When all VMs with GPU loads run concurrently, NVIDIA GRID manager schedules the jobs into the GPU based on time slicing. NVIDIA GRID supports three vGPU scheduling options: Best Effort, Equal Share, and Fixed Share. The selection of a vGPU scheduling option depends on use cases. The Best Effort scheduler allocates GPU time to VMs in a round-robin fashion. In the above experiments, we used the Best Effort scheduler. For some circumstances, a VM running a GPU-intensive application may affect the performance of a GPU-lightweight application running in other VMs. To avoid such performance impact and ensure quality of service (QoS), you can choose to switch to the Equal Share or Fixed Share scheduler. The Equal Share scheduler ensures equal share of GPU time for each powered-on VM. The Fixed Share scheduler gives a fixed share of GPU time to a VM based on the vGPU profile that is associated with each VM on the physical GPU.
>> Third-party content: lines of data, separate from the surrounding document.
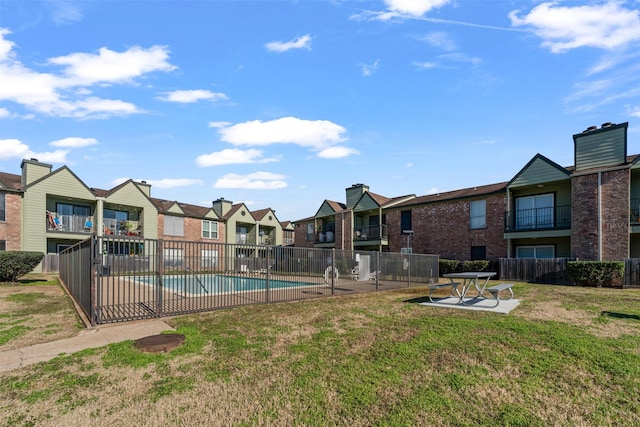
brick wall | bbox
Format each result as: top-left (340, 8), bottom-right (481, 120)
top-left (571, 169), bottom-right (630, 261)
top-left (158, 214), bottom-right (225, 243)
top-left (387, 194), bottom-right (507, 260)
top-left (293, 220), bottom-right (314, 248)
top-left (0, 193), bottom-right (21, 251)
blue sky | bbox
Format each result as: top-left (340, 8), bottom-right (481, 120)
top-left (0, 0), bottom-right (640, 221)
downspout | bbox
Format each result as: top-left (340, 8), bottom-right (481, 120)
top-left (598, 171), bottom-right (602, 261)
top-left (504, 187), bottom-right (515, 258)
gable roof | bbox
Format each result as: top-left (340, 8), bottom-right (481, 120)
top-left (0, 172), bottom-right (22, 192)
top-left (507, 153), bottom-right (571, 186)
For performance comparison, we run the MNIST handwriting recognition training load using different schedulers: Best Effort and Equal Share for different number of VMs.

Figure 7 presents the normalized training time and Figure 8 presents GPU utilization. As the number of VMs increase, Best Effort shows better performance because when a VM does not use its time slice, that time slice will be assigned to another VM that needs GPU. Meanwhile, for Equal Share, that time slice is always reserved for the VMs even if they do not utilize GPU at that moment. Therefore, Best Effort Scheduler has better GPU utilization as shown in Figure 7.

Figure 7: Training time of Best Effort vs. Equal Share

Figure 8: GPU utilization of Best Effort vs. Equal Share

Takeaways

Sharing a GPU among VMs using NVDIA GRID can help increase the consolidation of VMs with vGPU and reduce the hardware, operation, and management costs.
The performance impact of sharing a GPU is small in typical use cases when the GPU used is infrequently by users.
Choosing how many vGPUs per GPU is based on the ML/DL real load. For infrequent and lightweight GPU workloads, you can assign multiple vGPUs per GPU. For workloads that frequently use GPU, you should lower the number of vGPUs per GPU until the performance requirement is met.

Acknowledgments

We would like to thank Aravind Bappanadu, Juan Garcia-Rovetta, Bruce Herndon, Don Sullivan, Charu Chaubal, Mohan Potheri, Gina Rosenthal, Justin Murray, Ziv Kalmanovich for their support of this work and thank Julie Brodeur for her help in reviewing and recommendations for this blog post.

References

[1] Wojciech Zaremba, Ilya Sutskever, Oriol Vinyals, “Recurrent Neural Network Regularization,” In arXiv:1409.2329, 2014.

[2] Ann Taylor, Mitchell Marcus, Beatrice Santorini, “The Penn Treebank: An Overview, Treebanks: the state of the art in syntactically annotated corpora.” ed. / Anne Abeille. Kluwer, 2003.

[3] Yann LeCun, L. Bottou, Y. Bengio, and P. Haffner. “Gradient-based learning applied to document recognition.” in Proceedings of the IEEE, 86(11):2278-2324, November 1998.